South Korea's inflation rate rose to its highest level in more than 2 years in February though economists were divided over whether it would be enough to push the central bank to further hike its benchmark interest rate next week.
Inflation spurred by rising food and energy costs have raised alarm bells in many countries and forced monetary authorities to increase borrowing costs to try and damp price pressures. Central banks that have raised rates this year include those in Brazil, China, South Korea, Indonesia and Hungary.
The government's Statistics Korea said in a report Wednesday that the consumer price index increased 4.5 percent in February from the same month the year before amid higher food costs. It was the biggest jump since a similar gain of 4.5 percent recorded in November of 2008.
The result also came on the heels of January's 4.1 percent increase and marked the second straight month the rate has exceeded the Bank of Korea's "tolerance range" of plus or minus one percentage point from its inflation target of 3 percent.
The BOK has raised its benchmark interest rate three times since July of last year amid strong economic growth and inflation concerns. Its monetary policy committee surprised some economists by leaving the key borrowing cost unchanged last month despite January's CPI increase. The committee next meets on March 10.
Kwon Young-sun, an economist at Nomura International in Hong Kong, said the February CPI result will likely push the bank to raise the rate to 3 percent from the current 2.75 percent next week, though added that if the bank decides against a hike it would likely be due to uncertainty over the geopolitical situation in the Middle East and North Africa.
"Still, we would judge holding the policy rate as a mistake, with the potential to trigger Korean won weakness, thus adding to inflationary pressures," he wrote Wednesday in a report.

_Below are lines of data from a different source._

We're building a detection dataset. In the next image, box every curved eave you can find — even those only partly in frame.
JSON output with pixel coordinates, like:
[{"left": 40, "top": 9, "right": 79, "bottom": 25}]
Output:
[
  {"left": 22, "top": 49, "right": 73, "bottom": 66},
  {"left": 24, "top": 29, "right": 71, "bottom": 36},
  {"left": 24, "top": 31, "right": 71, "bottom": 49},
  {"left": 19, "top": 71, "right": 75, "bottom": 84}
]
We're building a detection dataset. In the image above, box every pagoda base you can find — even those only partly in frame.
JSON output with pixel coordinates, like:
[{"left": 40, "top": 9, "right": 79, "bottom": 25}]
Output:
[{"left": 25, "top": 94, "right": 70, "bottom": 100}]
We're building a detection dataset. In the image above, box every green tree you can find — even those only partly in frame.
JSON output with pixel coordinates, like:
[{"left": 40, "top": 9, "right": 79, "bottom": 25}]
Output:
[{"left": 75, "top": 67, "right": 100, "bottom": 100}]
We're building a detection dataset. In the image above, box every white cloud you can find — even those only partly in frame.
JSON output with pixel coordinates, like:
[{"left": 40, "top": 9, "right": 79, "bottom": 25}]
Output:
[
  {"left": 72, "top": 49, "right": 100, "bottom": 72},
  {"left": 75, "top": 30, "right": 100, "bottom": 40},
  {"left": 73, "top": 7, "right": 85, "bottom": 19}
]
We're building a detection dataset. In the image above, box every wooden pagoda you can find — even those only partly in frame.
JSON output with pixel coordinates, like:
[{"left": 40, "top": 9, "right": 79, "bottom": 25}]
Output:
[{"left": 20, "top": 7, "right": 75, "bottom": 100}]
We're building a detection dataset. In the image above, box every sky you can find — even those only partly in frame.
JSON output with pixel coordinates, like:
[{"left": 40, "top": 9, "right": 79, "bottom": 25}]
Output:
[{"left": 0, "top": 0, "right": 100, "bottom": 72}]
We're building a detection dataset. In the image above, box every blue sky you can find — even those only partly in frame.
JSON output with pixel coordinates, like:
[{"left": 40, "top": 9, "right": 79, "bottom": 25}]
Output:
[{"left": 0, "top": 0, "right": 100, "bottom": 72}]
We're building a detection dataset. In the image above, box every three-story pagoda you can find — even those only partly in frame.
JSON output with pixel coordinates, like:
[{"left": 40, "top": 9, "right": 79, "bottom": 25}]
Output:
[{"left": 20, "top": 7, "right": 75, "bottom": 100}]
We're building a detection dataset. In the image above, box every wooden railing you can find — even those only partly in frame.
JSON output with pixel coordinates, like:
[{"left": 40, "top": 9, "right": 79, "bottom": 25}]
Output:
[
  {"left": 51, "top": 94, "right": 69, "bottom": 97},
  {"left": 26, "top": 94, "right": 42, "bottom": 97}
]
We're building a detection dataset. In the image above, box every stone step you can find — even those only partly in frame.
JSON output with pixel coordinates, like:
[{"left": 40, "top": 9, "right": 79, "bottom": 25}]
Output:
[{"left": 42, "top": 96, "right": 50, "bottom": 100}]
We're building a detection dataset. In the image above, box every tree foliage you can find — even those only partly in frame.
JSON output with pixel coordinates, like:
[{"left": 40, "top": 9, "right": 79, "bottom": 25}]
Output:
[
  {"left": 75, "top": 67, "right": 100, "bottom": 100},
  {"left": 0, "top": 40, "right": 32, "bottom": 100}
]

Kwon Goohoon, an economist at Goldman Sachs in Seoul, however, said that while the bank is likely to carry out three more rate hikes this year, it will probably stand pat in March given Middle East-related uncertainties.
The February inflation result also marked the first time CPI rose more than 4 percent for two straight months since the end of 2008, a period when inflation stayed above that level for 9 straight months.

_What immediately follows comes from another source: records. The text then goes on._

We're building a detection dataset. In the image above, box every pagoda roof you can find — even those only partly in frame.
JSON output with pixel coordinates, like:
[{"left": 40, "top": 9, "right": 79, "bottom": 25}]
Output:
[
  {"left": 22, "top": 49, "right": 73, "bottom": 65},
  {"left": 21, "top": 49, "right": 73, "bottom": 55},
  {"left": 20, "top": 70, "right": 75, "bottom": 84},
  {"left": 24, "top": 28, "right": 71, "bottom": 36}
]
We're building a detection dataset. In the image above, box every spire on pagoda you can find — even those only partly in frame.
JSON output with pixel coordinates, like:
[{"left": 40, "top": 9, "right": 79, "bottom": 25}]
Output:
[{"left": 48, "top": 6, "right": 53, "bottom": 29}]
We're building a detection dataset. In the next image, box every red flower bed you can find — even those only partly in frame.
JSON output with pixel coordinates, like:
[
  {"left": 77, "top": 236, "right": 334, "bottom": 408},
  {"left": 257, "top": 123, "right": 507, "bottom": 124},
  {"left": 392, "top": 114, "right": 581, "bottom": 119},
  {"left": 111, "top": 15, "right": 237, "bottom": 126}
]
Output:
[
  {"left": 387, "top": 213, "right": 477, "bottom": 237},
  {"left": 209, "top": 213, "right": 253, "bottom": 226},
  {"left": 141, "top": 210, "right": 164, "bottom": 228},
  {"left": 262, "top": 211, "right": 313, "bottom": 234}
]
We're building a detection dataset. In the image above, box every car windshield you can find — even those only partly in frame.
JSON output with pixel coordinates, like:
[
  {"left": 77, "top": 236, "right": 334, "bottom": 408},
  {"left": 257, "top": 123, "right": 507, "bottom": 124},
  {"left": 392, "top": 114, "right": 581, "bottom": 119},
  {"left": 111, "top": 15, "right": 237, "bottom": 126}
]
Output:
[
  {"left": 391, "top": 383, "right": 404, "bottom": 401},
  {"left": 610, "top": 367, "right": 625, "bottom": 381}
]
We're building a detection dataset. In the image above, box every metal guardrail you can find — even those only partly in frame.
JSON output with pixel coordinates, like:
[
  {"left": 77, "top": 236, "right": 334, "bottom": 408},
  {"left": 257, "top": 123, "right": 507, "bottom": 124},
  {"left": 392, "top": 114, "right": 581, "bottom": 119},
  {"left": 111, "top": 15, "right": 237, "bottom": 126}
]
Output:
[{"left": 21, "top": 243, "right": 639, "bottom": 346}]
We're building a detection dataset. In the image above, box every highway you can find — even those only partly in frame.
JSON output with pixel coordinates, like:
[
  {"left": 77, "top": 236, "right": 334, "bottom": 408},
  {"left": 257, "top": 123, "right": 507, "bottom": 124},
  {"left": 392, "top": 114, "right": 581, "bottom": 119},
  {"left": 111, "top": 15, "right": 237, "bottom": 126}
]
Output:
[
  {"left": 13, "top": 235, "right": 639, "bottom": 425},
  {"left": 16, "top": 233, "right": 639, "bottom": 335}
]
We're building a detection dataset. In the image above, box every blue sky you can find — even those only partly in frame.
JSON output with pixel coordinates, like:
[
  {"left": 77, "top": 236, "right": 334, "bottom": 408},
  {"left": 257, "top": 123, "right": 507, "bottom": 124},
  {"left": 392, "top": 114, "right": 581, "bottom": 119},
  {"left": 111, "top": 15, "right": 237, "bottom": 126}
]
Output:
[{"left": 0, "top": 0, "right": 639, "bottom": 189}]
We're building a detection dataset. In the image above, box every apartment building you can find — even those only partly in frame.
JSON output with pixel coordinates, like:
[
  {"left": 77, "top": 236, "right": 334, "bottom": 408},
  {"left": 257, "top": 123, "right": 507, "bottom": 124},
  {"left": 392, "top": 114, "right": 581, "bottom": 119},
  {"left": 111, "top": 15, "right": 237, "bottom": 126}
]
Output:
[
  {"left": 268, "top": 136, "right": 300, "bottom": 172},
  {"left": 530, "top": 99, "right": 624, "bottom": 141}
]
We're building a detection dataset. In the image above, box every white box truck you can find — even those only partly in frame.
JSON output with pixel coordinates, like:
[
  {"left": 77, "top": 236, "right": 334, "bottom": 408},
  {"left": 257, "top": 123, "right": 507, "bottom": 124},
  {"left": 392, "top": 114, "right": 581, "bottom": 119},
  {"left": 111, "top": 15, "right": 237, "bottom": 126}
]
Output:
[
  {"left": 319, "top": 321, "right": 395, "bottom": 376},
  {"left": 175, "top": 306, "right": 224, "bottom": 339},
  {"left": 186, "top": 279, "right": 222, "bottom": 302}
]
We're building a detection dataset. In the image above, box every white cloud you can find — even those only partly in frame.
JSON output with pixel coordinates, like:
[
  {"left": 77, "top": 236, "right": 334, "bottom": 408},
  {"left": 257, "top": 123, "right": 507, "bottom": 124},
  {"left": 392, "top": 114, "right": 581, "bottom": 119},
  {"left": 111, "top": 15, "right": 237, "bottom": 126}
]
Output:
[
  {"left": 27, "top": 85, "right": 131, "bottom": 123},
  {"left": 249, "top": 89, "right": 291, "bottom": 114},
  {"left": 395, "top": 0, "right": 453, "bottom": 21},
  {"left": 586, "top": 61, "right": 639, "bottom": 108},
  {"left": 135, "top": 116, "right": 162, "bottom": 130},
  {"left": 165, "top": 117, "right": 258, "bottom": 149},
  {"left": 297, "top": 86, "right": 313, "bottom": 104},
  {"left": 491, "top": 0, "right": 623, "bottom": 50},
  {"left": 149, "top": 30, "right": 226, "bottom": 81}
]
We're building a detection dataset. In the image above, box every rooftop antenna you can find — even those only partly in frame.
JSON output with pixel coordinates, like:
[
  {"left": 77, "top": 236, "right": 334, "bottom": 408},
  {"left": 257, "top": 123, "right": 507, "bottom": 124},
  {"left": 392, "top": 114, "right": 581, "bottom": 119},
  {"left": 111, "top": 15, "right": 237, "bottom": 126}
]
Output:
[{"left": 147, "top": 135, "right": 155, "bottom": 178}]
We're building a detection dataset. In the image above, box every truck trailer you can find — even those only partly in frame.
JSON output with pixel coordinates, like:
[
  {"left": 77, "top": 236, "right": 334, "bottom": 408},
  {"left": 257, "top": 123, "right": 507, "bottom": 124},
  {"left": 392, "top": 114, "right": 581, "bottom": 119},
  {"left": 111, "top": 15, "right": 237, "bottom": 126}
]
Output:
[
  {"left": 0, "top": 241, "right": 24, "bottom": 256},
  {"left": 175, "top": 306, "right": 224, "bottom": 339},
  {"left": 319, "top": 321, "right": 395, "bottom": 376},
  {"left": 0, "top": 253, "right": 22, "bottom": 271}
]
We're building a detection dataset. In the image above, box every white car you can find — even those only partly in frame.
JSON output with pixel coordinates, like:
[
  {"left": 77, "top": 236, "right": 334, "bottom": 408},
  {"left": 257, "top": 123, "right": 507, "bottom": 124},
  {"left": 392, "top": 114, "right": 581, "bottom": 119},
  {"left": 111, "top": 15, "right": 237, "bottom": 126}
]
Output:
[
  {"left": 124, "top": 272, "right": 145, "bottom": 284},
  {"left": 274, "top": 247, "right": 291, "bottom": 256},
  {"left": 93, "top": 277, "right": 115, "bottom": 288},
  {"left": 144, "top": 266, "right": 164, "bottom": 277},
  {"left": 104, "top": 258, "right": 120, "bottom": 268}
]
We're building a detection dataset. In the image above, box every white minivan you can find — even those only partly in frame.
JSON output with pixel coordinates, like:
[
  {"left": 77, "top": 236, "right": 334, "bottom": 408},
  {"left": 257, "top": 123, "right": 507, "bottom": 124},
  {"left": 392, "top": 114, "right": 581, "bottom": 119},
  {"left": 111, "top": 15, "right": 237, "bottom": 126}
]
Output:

At that time, however, the global financial system was suffering a meltdown after the collapse of U.S. investment bank Lehman Brothers Holdings. The Bank of Korea and monetary authorities around the world were drastically cutting rates to fight the crisis. South Korea's key rate eventually settled at a record low 2 percent.

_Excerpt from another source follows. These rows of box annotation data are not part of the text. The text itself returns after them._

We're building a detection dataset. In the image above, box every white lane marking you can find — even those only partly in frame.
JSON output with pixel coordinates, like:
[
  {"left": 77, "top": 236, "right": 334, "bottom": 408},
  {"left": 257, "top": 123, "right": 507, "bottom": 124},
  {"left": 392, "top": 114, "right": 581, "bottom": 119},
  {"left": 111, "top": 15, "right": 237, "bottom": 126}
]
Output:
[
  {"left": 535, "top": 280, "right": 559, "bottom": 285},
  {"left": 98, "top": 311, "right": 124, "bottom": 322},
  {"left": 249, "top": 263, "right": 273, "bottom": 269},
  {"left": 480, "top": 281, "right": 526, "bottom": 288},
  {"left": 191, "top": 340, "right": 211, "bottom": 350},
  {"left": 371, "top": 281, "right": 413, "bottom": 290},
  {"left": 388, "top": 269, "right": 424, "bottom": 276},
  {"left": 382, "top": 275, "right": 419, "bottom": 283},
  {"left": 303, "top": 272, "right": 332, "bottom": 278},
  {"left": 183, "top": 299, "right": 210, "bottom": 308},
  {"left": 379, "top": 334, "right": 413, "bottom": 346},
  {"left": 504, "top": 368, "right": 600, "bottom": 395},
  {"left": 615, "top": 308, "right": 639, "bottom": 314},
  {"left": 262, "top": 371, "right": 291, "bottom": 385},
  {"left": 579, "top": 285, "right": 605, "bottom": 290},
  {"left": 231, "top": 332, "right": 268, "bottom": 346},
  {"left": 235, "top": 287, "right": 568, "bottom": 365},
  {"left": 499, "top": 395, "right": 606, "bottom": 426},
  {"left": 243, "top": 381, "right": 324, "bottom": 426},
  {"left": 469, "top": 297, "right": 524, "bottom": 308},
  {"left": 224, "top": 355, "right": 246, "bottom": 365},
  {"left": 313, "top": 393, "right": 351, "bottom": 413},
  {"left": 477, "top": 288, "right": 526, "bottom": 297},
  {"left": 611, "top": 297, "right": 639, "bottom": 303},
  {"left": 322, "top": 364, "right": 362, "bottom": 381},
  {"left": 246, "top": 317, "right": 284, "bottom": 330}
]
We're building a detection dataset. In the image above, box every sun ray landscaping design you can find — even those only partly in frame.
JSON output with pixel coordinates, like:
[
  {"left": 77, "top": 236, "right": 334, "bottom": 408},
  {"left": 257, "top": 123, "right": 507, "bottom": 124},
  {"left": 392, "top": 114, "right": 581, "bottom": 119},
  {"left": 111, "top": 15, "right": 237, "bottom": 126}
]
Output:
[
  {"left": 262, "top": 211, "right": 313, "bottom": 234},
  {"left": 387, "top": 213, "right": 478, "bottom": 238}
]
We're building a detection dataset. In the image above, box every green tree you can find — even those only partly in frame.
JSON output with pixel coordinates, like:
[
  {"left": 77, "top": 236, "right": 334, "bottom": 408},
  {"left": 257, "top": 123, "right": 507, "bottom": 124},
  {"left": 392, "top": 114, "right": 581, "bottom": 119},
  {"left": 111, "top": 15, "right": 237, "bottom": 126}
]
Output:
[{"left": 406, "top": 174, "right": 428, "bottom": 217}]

South Korea's economy, Asia's fourth largest, grew 6.1 percent last year in a strong recovery from the 0.2 percent expansion recorded in 2009 amid the global slump. Growth is expected to slow to 4.5 percent this year, according to the BOK. The South Korean government, meanwhile, says the economy could grow about 5 percent.
Private economists are less optimistic. Nomura's Kwon expects South Korea's economy to grow 3.5 percent this year and predicts annual CPI will reach 4.5 percent, above the central bank's 3.5 percent forecast. Inflation rose 2.9 percent in 2010.